Except as otherwise provided in subsection (b) of this section, a petition filed under section 301, 302, or 303 of this title . . . operates as a stay, applicable to all entities, of

(1) the commencement or continuation, . . . of a judicial, administrative, or other action or proceeding against the debtor that was or could have been commenced before the commencement of this case under this title, or to recover a claim against the debtor that arose before the commencement of the case under this title;

(2) the enforcement, against the debtor . . . or a judgment obtained before the commencement of the case under this title.

[4] Specifically, 11 U.S.C. § 362(b) provides:

The filing of a petition under section 301, 302, or 303 of this title . . . does not operate as a stay . . .
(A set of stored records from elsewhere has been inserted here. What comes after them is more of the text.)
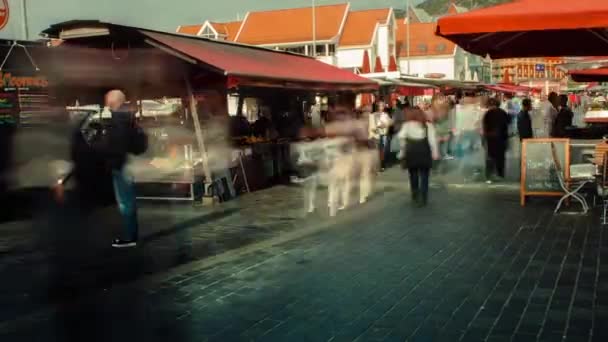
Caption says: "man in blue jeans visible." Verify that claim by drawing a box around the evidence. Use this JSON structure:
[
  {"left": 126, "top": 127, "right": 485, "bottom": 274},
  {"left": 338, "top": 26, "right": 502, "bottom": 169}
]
[{"left": 105, "top": 90, "right": 138, "bottom": 248}]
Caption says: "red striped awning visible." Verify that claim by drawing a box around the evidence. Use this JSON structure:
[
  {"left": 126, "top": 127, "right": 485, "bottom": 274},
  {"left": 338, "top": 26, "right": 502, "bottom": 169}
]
[{"left": 140, "top": 30, "right": 378, "bottom": 92}]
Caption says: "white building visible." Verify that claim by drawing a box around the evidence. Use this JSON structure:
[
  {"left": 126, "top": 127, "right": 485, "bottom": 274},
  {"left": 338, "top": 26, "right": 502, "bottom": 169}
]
[
  {"left": 177, "top": 3, "right": 396, "bottom": 70},
  {"left": 177, "top": 3, "right": 484, "bottom": 80}
]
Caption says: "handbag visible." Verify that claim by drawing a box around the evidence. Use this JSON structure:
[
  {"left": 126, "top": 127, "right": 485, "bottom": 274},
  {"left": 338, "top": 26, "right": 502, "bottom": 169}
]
[{"left": 129, "top": 123, "right": 148, "bottom": 156}]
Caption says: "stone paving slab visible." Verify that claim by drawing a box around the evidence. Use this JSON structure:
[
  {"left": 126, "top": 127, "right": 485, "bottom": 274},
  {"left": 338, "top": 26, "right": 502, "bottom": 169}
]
[
  {"left": 0, "top": 180, "right": 608, "bottom": 342},
  {"left": 0, "top": 175, "right": 400, "bottom": 328}
]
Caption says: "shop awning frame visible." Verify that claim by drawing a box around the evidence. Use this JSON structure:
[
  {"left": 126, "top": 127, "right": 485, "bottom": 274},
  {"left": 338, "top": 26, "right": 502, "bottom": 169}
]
[{"left": 44, "top": 21, "right": 378, "bottom": 93}]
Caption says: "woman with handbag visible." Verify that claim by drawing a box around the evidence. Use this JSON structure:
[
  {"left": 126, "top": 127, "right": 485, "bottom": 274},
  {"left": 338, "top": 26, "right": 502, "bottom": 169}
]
[{"left": 398, "top": 108, "right": 439, "bottom": 207}]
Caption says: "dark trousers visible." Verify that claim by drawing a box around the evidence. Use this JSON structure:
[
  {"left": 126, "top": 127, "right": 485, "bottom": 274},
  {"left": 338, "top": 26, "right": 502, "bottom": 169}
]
[
  {"left": 407, "top": 168, "right": 430, "bottom": 202},
  {"left": 486, "top": 139, "right": 507, "bottom": 179},
  {"left": 112, "top": 170, "right": 139, "bottom": 241},
  {"left": 378, "top": 135, "right": 391, "bottom": 169}
]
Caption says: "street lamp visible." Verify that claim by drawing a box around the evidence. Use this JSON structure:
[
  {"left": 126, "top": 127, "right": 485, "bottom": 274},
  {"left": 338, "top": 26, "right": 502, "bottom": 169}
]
[{"left": 312, "top": 0, "right": 317, "bottom": 57}]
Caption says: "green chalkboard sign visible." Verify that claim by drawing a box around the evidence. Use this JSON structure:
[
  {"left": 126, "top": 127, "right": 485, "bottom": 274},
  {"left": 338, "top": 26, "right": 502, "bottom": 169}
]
[
  {"left": 520, "top": 139, "right": 570, "bottom": 205},
  {"left": 0, "top": 92, "right": 19, "bottom": 126}
]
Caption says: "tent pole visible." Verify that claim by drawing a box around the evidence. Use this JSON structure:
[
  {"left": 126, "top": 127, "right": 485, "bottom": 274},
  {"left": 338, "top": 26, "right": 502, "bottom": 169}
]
[{"left": 184, "top": 77, "right": 213, "bottom": 193}]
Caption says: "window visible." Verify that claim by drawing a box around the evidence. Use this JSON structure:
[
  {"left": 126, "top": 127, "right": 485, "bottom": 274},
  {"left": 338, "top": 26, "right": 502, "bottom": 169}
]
[
  {"left": 329, "top": 44, "right": 336, "bottom": 56},
  {"left": 201, "top": 26, "right": 217, "bottom": 39},
  {"left": 285, "top": 46, "right": 305, "bottom": 55},
  {"left": 315, "top": 44, "right": 325, "bottom": 56}
]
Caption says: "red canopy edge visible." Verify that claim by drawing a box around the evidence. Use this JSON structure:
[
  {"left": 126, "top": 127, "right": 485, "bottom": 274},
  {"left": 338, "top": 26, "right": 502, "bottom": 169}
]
[
  {"left": 226, "top": 75, "right": 376, "bottom": 93},
  {"left": 437, "top": 0, "right": 608, "bottom": 36},
  {"left": 140, "top": 30, "right": 378, "bottom": 91}
]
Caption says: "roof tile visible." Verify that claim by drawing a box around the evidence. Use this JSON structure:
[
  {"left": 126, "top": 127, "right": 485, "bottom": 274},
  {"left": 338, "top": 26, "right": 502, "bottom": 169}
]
[
  {"left": 236, "top": 4, "right": 348, "bottom": 45},
  {"left": 340, "top": 8, "right": 391, "bottom": 47},
  {"left": 209, "top": 21, "right": 243, "bottom": 42}
]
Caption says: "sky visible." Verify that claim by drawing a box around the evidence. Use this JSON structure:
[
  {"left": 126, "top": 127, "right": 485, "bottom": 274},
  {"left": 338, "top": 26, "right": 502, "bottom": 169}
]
[{"left": 0, "top": 0, "right": 422, "bottom": 39}]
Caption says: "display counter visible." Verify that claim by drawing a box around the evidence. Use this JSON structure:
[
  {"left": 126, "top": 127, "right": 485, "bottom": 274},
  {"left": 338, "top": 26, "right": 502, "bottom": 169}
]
[{"left": 129, "top": 145, "right": 204, "bottom": 201}]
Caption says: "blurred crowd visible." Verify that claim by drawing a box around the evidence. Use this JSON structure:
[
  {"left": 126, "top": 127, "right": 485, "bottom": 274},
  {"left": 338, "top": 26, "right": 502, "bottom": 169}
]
[{"left": 294, "top": 88, "right": 580, "bottom": 210}]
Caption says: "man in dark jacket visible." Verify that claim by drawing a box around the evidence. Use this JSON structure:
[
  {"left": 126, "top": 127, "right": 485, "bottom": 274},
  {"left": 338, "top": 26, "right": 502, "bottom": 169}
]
[
  {"left": 551, "top": 95, "right": 574, "bottom": 138},
  {"left": 105, "top": 90, "right": 138, "bottom": 248},
  {"left": 517, "top": 99, "right": 533, "bottom": 140},
  {"left": 483, "top": 98, "right": 510, "bottom": 183}
]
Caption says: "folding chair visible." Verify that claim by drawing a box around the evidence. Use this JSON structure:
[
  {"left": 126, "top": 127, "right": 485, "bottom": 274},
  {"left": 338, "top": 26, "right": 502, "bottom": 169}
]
[
  {"left": 551, "top": 143, "right": 595, "bottom": 214},
  {"left": 597, "top": 152, "right": 608, "bottom": 225}
]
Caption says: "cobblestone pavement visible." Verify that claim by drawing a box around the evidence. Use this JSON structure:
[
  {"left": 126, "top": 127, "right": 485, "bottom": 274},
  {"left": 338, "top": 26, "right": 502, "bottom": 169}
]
[
  {"left": 0, "top": 172, "right": 608, "bottom": 342},
  {"left": 0, "top": 172, "right": 402, "bottom": 324}
]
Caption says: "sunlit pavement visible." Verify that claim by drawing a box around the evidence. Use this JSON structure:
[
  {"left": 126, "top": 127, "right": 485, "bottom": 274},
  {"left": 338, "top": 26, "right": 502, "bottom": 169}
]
[{"left": 0, "top": 165, "right": 608, "bottom": 341}]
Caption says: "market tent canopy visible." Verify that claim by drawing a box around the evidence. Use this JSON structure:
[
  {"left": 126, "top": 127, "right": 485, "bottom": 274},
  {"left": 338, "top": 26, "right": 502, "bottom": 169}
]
[
  {"left": 483, "top": 83, "right": 541, "bottom": 94},
  {"left": 570, "top": 68, "right": 608, "bottom": 82},
  {"left": 43, "top": 21, "right": 378, "bottom": 92},
  {"left": 436, "top": 0, "right": 608, "bottom": 58},
  {"left": 140, "top": 30, "right": 378, "bottom": 91}
]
(4) under subsection (a) (1) of this section, of the commencement or continuation of an action or proceeding by a governmental unit to enforce such governmental unit's police or regulatory power. . . .

[5] City of New York v. Exxon is particularly applicable, as it involves a defendant who, like Day, did not have an ownership interest in the contaminated property at issue.

[6] As the government concedes, collection of any money judgment entered will be barred by the automatic stay. 11 U.S.C. § 362(b) (5) ("The filing of a petition . . . does not operate as a stay . . . (5) under subsection (a) (2) of this section, of the enforcement of a judgment, other than a money judgment, obtained in an action or proceeding by a governmental unit to enforce such governmental unit's police or regulatory power.").